Schließlich liegt auch ein Verstoß gegen Europarecht aufgrund einer altersbedingten Schlechterstellung nicht vor. Unabhängig davon, ob und inwieweit die bislang nicht in nationales Recht umgesetzte EU-Richtlinie 2000/78/EG des Rates vom 27. November 2000 zur Festlegung eines allgemeinen Rahmens für die Verwirklichung der Gleichbehandlung in Beschäftigung und Beruf (ABl. EG Nr. L 303 S. 16 - Rahmenrichtlinie Beschäftigung) bereits derzeit zu beachten ist, unterfällt der vorliegende Sachverhalt nicht dem Anwendungsbereich dieser Richtlinie.

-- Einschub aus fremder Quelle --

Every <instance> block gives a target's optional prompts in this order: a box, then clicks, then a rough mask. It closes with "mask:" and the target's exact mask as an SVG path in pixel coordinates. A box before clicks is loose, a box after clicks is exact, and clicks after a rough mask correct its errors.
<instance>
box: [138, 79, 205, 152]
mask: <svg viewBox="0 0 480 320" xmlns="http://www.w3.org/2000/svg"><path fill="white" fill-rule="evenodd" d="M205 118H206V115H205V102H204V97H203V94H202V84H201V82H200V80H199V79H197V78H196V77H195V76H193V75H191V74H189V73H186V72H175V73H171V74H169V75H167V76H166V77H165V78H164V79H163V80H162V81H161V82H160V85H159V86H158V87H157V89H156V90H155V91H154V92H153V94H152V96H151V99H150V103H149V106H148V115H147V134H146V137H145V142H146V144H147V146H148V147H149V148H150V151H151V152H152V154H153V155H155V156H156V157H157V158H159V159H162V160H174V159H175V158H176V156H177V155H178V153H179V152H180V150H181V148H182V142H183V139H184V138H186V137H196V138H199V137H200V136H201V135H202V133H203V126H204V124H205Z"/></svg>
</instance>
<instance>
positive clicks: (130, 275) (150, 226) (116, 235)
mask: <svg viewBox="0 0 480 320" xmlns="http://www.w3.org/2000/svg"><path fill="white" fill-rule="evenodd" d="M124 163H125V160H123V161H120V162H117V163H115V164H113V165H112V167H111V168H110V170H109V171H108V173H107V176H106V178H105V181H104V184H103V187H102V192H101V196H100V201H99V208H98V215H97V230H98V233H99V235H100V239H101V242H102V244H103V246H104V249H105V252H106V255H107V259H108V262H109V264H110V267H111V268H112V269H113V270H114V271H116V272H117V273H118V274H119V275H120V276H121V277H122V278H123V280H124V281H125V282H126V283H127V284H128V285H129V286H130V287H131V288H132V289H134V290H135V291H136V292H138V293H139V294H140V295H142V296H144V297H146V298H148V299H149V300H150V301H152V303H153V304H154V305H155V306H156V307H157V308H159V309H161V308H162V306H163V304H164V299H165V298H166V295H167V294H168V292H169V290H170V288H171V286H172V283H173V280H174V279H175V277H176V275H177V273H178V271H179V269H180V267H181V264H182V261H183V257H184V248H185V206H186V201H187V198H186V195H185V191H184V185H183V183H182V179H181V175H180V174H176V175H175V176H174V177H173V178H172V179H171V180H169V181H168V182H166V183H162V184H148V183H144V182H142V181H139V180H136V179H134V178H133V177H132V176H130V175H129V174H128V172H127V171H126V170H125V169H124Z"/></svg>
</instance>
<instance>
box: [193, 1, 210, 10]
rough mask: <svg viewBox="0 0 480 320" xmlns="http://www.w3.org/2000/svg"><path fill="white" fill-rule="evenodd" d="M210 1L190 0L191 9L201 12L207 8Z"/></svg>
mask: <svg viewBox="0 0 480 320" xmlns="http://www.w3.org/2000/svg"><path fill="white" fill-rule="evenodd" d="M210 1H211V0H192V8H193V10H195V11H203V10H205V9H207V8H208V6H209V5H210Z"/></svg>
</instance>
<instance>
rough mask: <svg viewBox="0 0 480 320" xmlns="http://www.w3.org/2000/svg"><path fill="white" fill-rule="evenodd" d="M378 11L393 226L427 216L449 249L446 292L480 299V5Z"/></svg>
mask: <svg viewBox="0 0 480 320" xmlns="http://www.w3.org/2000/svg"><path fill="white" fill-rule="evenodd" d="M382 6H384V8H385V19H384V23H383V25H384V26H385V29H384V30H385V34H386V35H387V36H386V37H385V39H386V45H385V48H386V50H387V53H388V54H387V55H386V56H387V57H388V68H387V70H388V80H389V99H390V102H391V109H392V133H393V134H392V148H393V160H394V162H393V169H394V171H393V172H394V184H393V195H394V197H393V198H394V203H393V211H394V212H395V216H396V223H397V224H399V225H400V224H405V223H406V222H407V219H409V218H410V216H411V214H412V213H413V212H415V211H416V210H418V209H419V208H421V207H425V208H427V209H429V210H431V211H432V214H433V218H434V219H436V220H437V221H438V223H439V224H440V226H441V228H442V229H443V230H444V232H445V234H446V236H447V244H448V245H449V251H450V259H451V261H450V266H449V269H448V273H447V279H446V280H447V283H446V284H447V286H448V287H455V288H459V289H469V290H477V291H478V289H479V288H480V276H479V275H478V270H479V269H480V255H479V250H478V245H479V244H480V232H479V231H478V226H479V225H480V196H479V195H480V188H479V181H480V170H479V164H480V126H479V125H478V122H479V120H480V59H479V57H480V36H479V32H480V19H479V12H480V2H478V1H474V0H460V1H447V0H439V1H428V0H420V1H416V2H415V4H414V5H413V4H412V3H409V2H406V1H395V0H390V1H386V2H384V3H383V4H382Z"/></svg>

Nach Art. 1 der Richtlinie 2000/78/EG dient diese zwar der Bekämpfung der Diskriminierung wegen der Religion oder der Weltanschauung, einer Behinderung, des Alters oder der sexuellen Ausrichtung in Beschäftigung und Beruf; sie gilt aber nach Art. 3 Abs. 3 ausdrücklich nicht für Leistungen jeder Art seitens der staatlichen Systeme oder der damit gleichgestellten Systeme einschließlich der staatlichen Systeme der sozialen Sicherheit oder des sozialen Schutzes (vgl. LSG Baden-Württemberg, Urteil vom 26. Juli 2006, a.a.O.).
Die Kostenentscheidung beruht auf § 193 SGG.
Gründe für die Zulassung der Revision (§ 160 Abs. 2 Nrn. 1 und 2 SGG) liegen nicht vor.